The recent suspension of the democratic constitution in Pakistan on November 3, 2007, and the silencing of many print
and broadcast journalists is the first and most important step in President General Pervez Musharraf’s attempt to consolidate power and assume autocratic rule. Although the implication of another dictatorship in this region of the world is obvious to most people
who are remotely familiar with politics, I was interested in discovering how American talk radio hosts would spin the fall
of democracy so that it would actually appear as a good thing. What I heard was
no less than frightening.
In effect, conservative talk radio was either apologetic or ominously silent on the issue. Glenn Beck went as far as to say that it is preferable to have a dictatorship in Pakistan than to risk
it becoming an Islamic fundamentalist nation. Because the Bush administration
supports Musharraf with financial and military training aid, Republican sycophants such as Rush Limbaugh, Sean Hannity, Beck,
and others willingly refuse to cross swords with the administration. Instead,
these hosts prefer to “tote the party line” in the hope of 1) not alienating ultra-conservative listeners and
politicians and 2) widening the political dichotomy between democratic and republican candidates for president.

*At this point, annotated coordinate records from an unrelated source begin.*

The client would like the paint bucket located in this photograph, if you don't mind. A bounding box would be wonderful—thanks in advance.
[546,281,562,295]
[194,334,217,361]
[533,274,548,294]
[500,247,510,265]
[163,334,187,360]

Interestingly enough, though, is the question what would they say should an American president ever impose martial
law and suspend the constitution because of fear that radicals may be destabilizing our government. Would these same conservative, talk radio personalities advocate and support the crackdown on freedom,
even if we were told that martial law was only temporary? I find it laughable
that lawyers in America would protest much as the Pakistani attorneys have done, and I can only assume, noting the sheep-like
nature of the average United States citizen, that nearly everyone would comply. While
free press would be squelched in America, stations that broadcast the likes of Limbaugh and Beck would be allowed to continue
to air their shows unabated while such talk show host spout their autocratic propaganda not wholly unlike many figures in
the media did in Germany in the 1930s and 40s.
When going to sleep tonight, we should ask ourselves this: Would I have the
courage to stand up in resistance to dictatorship should it ever arise on my home soil or would I, too, nod in obsequiousness?